Token Calculation Details
What is a Token
A Token is the smallest basic unit processed by large language models. Models do not process raw text directly; instead, they convert text into token sequences for processing.
Tokenizer
The tokenizer is responsible for converting text into token sequences:
Input Text → Tokenizer → Token Sequence
"Today is sunny" → [192, 3847, 2093, 3847]Detokenizer
The detokenizer is responsible for converting token sequences back into text:
Token Sequence → Detokenizer → Output Text
[192, 3847, 2093, 3847] → "Today is sunny"Token Calculation Rules
Chinese and English Differences
| Text Type | Avg Tokens | Example |
|---|---|---|
| English word | 1 Token ≈ 0.75 words | "hello" → 1 token |
| Chinese character | 1 Token ≈ 1-2 chars | "今天" → 2 tokens |
| Punctuation | 1 ≈ 1 Token | "." → 1 token |
| Space | English spaces count | "hello world" → 2 tokens |
Practical Calculation Examples
English: "hello world"
Tokens: [15339, 1917]
Count: 2 tokens
Chinese: "今天天气很好"
Tokens: [192, 3847, 2093, 3847, 452, 2398]
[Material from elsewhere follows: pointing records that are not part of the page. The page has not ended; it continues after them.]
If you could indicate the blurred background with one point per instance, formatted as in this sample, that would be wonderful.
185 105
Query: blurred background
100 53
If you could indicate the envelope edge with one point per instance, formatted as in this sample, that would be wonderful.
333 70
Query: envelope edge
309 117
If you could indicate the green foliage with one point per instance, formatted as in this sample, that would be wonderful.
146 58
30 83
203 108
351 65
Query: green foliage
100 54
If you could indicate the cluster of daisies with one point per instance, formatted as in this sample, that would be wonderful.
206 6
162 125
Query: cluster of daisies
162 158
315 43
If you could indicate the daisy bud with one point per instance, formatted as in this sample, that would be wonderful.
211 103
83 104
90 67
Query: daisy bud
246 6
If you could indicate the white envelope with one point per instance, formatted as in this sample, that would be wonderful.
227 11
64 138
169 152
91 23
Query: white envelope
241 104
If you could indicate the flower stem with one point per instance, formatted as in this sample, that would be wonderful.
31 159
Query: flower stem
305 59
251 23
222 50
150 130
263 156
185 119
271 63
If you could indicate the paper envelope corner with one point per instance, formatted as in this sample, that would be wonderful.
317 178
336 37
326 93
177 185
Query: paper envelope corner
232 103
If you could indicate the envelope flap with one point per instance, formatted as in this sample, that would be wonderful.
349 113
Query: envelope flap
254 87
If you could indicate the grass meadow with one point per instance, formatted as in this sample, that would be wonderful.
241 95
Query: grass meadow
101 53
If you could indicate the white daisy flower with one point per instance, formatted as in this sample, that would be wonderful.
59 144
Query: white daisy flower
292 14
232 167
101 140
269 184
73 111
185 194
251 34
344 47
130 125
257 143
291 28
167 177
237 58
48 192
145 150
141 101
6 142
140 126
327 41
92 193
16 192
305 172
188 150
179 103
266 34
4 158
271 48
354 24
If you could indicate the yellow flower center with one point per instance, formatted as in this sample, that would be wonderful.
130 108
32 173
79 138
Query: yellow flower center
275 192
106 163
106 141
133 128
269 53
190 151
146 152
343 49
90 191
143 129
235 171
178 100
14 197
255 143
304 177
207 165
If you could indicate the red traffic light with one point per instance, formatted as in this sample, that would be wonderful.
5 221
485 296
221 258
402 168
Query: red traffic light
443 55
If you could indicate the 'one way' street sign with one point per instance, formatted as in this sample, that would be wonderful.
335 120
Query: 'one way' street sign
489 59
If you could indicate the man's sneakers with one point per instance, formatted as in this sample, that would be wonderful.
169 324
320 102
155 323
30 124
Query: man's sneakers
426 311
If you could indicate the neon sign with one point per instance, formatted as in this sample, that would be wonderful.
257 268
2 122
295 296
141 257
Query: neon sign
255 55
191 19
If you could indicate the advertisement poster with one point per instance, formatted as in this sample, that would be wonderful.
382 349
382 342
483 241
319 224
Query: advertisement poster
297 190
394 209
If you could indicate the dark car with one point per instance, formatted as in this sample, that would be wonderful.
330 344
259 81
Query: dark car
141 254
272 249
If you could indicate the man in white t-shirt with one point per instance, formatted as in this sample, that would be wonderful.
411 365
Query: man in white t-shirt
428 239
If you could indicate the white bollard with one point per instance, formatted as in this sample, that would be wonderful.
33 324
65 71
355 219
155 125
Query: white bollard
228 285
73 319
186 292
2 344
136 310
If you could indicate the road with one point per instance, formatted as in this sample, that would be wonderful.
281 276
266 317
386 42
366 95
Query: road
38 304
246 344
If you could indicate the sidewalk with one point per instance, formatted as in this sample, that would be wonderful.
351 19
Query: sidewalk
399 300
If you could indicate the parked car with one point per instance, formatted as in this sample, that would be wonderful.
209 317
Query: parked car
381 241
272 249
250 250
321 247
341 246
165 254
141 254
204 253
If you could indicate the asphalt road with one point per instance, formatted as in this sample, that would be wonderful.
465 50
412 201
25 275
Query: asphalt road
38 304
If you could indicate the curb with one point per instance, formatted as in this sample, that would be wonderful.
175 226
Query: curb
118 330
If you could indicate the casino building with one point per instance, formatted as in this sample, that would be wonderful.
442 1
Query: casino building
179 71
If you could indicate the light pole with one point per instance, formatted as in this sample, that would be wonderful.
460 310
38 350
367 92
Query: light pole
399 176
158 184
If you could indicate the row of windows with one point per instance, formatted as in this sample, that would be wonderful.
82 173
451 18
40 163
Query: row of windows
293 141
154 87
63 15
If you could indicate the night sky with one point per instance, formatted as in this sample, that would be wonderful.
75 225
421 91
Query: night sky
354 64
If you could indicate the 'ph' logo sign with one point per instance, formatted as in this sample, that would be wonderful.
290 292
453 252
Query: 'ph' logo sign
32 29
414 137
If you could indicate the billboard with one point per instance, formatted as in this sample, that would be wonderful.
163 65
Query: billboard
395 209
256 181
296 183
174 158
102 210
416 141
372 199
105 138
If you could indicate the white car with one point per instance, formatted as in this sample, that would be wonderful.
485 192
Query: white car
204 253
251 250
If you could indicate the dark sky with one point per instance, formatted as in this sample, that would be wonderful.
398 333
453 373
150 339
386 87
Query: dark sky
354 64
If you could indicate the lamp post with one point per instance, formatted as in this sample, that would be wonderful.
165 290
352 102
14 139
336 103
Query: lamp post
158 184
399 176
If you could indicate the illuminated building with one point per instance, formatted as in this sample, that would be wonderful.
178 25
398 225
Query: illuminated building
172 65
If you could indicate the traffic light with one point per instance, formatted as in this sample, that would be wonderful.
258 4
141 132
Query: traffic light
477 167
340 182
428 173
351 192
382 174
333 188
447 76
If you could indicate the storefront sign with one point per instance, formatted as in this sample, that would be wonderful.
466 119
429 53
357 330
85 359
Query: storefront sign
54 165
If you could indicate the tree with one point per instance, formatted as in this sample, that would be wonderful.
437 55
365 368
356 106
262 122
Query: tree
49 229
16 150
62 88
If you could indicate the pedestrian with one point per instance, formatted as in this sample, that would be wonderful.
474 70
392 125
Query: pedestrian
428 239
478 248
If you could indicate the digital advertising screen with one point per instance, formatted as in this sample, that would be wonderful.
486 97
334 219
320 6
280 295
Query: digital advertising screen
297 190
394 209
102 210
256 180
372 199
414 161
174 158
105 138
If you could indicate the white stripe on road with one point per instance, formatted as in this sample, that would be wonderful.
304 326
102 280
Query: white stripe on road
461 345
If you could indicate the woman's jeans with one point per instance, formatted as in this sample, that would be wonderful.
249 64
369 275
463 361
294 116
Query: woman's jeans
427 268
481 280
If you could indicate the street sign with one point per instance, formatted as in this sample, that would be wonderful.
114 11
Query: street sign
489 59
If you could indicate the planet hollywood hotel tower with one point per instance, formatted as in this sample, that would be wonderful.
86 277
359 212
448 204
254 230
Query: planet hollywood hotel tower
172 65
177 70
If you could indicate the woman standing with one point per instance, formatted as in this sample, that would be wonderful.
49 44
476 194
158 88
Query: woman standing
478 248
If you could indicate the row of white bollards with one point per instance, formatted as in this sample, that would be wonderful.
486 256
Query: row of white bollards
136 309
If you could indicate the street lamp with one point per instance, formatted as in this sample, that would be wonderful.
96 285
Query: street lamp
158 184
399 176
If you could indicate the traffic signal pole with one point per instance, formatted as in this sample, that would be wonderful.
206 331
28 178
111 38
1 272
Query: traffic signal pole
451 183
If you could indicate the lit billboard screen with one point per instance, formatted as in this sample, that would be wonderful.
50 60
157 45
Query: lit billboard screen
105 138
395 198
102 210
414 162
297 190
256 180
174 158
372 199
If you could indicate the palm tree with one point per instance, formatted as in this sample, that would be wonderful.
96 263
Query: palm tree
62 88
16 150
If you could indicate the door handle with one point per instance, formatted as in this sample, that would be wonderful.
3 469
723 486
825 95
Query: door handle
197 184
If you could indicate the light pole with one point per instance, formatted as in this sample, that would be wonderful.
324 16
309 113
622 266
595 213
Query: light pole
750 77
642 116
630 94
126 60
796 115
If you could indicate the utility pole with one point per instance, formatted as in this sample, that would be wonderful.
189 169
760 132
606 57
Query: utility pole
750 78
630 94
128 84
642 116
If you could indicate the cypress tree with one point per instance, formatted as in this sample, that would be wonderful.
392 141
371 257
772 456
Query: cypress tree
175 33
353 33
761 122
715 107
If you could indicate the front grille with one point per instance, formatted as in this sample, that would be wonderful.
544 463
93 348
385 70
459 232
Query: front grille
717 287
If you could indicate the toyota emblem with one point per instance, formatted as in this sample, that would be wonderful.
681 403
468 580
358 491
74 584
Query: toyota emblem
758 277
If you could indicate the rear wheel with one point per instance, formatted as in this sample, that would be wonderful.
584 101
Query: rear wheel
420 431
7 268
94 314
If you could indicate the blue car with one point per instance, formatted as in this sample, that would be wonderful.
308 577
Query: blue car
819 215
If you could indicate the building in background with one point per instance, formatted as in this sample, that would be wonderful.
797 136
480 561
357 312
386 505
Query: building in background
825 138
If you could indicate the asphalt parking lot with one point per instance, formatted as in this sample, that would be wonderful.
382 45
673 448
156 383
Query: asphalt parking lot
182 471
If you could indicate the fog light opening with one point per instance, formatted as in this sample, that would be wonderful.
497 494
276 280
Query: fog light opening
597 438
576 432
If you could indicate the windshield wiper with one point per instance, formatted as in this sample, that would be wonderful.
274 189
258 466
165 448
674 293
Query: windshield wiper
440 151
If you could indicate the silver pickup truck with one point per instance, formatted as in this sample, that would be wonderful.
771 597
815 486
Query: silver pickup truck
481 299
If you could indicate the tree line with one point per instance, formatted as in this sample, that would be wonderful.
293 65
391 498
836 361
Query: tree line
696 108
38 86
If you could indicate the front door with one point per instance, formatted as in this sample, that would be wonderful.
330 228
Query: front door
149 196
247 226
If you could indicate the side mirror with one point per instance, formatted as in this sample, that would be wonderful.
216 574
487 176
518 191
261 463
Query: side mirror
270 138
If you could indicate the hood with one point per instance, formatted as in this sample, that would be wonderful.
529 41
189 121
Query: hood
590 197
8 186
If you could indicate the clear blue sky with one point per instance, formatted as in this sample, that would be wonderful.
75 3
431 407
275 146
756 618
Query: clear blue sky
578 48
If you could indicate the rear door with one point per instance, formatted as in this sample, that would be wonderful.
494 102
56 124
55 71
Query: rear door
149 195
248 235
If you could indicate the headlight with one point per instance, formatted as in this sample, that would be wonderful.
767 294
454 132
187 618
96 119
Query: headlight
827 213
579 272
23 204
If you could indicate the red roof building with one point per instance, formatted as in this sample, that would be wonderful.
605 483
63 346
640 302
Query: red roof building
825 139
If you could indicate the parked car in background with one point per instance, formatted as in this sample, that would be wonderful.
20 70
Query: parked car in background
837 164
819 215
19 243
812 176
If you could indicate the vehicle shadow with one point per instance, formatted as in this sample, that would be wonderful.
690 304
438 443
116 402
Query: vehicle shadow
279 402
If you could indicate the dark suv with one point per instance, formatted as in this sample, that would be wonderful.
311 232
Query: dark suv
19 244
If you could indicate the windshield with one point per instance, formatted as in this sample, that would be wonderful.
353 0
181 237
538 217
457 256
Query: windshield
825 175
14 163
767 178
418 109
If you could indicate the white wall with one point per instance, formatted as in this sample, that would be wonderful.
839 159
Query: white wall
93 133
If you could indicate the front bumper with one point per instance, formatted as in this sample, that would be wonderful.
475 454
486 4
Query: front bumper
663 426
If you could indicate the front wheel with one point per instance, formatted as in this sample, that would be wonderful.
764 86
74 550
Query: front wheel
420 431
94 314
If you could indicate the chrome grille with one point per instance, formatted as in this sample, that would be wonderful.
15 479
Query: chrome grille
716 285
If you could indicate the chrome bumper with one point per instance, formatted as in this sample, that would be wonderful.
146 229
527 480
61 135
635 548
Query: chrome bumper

Count: 6 tokensCommon Token Calculation Tools
Platform Built-in Calculation
The ai.TokenHub platform API response includes actual token consumption:
{
"id": "chatcmpl-xxx",
"model": "gpt-4o",
"usage": {
"prompt_tokens": 28,
"completion_tokens": 45,
"total_tokens": 73
}
}Common Token Calculation Formulas
English Text
Token count ≈ characters ÷ 4
Token count ≈ words × 1.33Chinese Text
Token count ≈ characters × 1.3 ~ 1.5Online Calculation Tools
| Tool | URL | Description |
|---|---|---|
| OpenAI Tokenizer | platform.openai.com/tokenizer | Official tool |
| AiToken | aitoken.fly.dev | Online calculator |
ai.TokenHub Platform Token Billing
Billing Components
| Type | Description | Billing |
|---|---|---|
| Prompt Tokens | Input text consumption | ✅ Billable |
| Completion Tokens | Output text consumption | ✅ Billable |
| Total Tokens | Total consumption | ✅ Billable |
Billing Example
# User input
user_input = "Write a poem about spring"
# Assumed to be converted to 14 tokens
# Model output
model_output = "Spring breeze caresses, all things revive.\nFlowers bloom everywhere, green everywhere."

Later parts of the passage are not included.